Niger, Mali, Burkina : l’AES fait entendre sa voix au 11e sommet de l’OEACP à Malabo
Réuni du 27 au 29 mars 2026 à Malabo, le 11e sommet de l’Organisation des États d’Afrique, des Caraïbes et du Pacifique s’inscrit dans une phase de redéfinition politique pour un espace longtemps présenté comme une plateforme de dialogue Sud-Sud, mais aujourd’hui confronté à la nécessité de se repositionner dans un environnement international plus fragmenté. Dans ce contexte, la participation du Niger, du Mali et du Burkina Faso, réunis sous la bannière de la Confédération des États du Sahel, donne à ce rendez-vous une portée particulière.
Le Niger y est représenté par le ministre des Affaires étrangères, de la Coopération et des Nigériens à l’Extérieur, Bakary Yaou Sangaré. Sa présence, aux côtés des délégations malienne et burkinabè, traduit une volonté claire : inscrire la parole sahélienne dans les débats sur l’avenir de la coopération internationale, alors que les pays de l’AES cherchent à consolider une lecture commune des enjeux de sécurité, de souveraineté et de développement.
En marge du sommet, les trois pays ont exposé leur vision commune au secrétaire général de l’OEACP, Moussa Saleh Batraki. Cette démarche n’a rien d’anecdotique. Elle montre que le Sahel ne veut plus être seulement évoqué comme un espace de crise, mais aussi comme un bloc politique capable de formuler ses propres priorités et de défendre une approche articulée autour de la sécurité collective, du développement intégré et de partenariats extérieurs jugés plus sincères et plus équilibrés.
Cette séquence diplomatique intervient à un moment où l’OEACP cherche précisément à redynamiser son action. Pour l’organisation, l’enjeu est de retrouver une cohérence stratégique et une capacité d’initiative dans un monde où les cadres classiques de coopération sont soumis à de fortes recompositions. Pour les pays sahéliens, l’enjeu est différent mais complémentaire : utiliser les tribunes multilatérales pour faire reconnaître leurs choix, leurs attentes et leur vision d’une coopération moins asymétrique.

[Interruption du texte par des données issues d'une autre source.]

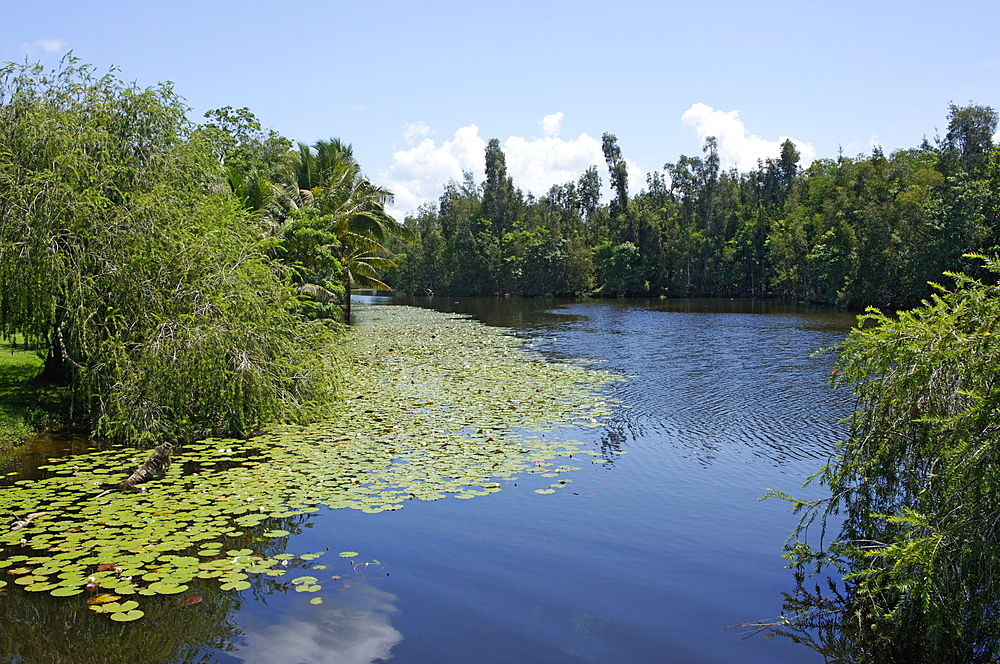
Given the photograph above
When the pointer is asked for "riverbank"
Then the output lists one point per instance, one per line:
(433, 406)
(26, 407)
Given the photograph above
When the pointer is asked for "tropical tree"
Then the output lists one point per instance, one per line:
(344, 204)
(127, 262)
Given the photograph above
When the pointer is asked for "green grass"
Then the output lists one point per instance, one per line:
(25, 405)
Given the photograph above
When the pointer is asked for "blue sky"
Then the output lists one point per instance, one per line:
(418, 88)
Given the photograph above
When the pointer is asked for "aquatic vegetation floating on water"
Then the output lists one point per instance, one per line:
(434, 406)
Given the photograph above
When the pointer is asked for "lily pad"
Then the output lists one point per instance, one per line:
(127, 616)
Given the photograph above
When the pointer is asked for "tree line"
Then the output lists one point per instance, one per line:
(180, 280)
(868, 230)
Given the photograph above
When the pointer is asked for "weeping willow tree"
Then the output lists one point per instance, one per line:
(125, 258)
(917, 486)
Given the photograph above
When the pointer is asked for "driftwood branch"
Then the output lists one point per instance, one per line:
(155, 466)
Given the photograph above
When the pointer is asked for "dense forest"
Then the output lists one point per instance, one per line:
(180, 280)
(867, 230)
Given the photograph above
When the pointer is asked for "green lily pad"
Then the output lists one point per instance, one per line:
(162, 588)
(127, 616)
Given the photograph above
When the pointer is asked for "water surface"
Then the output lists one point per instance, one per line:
(648, 555)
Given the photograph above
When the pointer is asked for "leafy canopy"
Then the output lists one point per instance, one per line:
(125, 258)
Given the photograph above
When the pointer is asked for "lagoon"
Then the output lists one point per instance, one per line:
(655, 550)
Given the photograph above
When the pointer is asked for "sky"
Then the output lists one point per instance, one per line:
(419, 88)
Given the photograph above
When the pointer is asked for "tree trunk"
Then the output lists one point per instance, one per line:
(56, 369)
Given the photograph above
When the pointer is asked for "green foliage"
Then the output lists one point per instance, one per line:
(151, 289)
(869, 230)
(26, 406)
(918, 482)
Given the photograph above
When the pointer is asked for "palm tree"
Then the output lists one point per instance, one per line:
(352, 209)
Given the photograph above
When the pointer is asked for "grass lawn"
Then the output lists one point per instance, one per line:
(25, 406)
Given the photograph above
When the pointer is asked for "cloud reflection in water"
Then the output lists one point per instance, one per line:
(350, 627)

Le fait que les échanges avec la Confédération des États du Sahel aient été salués par l’OEACP ouvre une perspective politique intéressante. Il suggère que le dialogue entre l’organisation et le bloc sahélien peut dépasser le simple contact protocolaire pour évoluer vers des formes de coopération plus concrètes. Dans cette dynamique, le Niger, le Mali et le Burkina Faso apparaissent déterminés à transformer leur présence diplomatique en levier d’influence.

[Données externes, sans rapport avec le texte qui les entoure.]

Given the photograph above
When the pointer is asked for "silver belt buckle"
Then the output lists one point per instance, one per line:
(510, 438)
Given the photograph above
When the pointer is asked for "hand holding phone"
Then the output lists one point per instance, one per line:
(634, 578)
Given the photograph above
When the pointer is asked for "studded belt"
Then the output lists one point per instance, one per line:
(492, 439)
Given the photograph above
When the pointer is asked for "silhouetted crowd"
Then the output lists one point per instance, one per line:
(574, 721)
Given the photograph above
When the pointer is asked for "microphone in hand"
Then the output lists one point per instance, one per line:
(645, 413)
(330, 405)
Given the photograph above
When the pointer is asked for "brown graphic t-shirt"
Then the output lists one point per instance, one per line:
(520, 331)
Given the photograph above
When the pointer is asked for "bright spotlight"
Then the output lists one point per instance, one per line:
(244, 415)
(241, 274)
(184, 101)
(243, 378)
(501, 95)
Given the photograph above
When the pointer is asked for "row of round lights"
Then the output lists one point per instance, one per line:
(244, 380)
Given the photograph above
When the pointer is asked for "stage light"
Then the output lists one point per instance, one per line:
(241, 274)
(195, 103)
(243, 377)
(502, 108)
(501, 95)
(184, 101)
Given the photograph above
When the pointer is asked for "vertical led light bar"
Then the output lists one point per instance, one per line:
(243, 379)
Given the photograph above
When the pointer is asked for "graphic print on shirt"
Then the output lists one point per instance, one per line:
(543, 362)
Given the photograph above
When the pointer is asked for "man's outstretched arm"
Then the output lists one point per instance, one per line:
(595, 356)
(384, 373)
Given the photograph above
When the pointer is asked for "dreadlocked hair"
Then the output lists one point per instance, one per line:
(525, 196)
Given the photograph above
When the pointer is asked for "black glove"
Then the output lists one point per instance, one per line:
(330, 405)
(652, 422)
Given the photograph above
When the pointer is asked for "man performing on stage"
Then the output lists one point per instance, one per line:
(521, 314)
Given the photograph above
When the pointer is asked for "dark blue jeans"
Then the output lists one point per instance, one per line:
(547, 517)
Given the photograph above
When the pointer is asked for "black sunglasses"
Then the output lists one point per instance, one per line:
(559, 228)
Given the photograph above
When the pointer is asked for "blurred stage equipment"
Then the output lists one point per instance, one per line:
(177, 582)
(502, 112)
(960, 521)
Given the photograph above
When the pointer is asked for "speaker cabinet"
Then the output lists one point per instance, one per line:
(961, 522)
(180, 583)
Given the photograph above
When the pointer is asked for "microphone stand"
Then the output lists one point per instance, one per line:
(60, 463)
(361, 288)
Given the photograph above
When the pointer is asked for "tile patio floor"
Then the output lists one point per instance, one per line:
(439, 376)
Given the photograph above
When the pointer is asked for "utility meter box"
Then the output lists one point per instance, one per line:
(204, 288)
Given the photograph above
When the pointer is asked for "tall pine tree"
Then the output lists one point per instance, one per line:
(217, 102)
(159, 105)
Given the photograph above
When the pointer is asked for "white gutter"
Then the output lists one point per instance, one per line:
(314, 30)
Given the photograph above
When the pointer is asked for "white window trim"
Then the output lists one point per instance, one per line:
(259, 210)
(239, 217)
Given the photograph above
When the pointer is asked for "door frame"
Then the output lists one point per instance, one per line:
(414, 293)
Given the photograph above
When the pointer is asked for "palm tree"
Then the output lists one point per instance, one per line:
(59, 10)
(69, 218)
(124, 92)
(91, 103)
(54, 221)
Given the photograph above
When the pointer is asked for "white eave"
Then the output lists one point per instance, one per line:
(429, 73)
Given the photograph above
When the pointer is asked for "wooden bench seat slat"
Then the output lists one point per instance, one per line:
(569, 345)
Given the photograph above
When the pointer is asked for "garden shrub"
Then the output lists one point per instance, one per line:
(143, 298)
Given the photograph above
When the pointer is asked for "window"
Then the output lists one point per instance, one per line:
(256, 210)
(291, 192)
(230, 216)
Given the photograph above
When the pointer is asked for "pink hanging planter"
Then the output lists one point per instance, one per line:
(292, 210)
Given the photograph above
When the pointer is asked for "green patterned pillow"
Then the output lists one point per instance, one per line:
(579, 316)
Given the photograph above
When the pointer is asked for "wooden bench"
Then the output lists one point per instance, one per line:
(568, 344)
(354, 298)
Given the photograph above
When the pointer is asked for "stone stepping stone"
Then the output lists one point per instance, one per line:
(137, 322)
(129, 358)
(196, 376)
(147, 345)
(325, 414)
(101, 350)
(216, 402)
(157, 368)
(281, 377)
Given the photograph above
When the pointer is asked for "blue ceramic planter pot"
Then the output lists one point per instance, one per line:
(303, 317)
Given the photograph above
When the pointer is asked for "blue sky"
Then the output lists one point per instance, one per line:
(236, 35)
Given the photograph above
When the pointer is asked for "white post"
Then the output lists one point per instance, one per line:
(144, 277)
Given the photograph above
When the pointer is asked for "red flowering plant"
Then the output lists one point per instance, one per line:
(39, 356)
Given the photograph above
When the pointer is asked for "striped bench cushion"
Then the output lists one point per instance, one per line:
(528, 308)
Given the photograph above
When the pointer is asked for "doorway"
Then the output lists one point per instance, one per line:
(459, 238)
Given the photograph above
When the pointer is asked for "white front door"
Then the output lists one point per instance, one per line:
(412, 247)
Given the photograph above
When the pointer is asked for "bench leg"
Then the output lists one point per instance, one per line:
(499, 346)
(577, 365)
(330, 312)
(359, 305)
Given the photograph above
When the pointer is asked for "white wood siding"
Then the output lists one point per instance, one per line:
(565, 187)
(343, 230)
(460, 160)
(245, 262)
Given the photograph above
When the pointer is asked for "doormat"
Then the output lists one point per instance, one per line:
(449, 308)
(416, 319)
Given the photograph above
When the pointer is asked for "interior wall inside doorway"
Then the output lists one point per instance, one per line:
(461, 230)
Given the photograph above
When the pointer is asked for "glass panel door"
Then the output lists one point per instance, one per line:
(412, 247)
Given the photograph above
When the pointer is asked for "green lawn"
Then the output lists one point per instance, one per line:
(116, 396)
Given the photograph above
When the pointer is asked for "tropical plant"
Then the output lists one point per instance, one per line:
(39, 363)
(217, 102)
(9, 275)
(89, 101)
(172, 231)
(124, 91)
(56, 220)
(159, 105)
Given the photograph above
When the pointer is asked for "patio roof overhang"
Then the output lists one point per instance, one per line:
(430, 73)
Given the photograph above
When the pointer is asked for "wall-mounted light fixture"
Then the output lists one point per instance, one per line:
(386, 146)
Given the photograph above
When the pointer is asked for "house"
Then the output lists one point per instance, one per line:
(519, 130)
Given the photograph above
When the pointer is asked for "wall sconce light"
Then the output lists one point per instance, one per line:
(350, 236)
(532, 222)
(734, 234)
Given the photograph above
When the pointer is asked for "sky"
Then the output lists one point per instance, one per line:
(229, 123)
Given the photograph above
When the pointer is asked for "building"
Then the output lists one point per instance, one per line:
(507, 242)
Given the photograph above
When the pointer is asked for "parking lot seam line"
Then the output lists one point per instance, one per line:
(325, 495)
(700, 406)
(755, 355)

À Malabo, il ne s’agissait donc pas seulement de participer à un sommet de plus. Pour les pays de l’AES, cette présence collective vaut aussi comme un message : celui d’un Sahel qui entend peser davantage dans les enceintes internationales, défendre ses intérêts avec plus de cohérence et rechercher des partenariats conformes à ses priorités propres. Dans une période de recomposition des alliances et des cadres de coopération, cette affirmation progressive d’une voix sahélienne autonome constitue l’un des enseignements majeurs de ce 11e sommet de l’OEACP.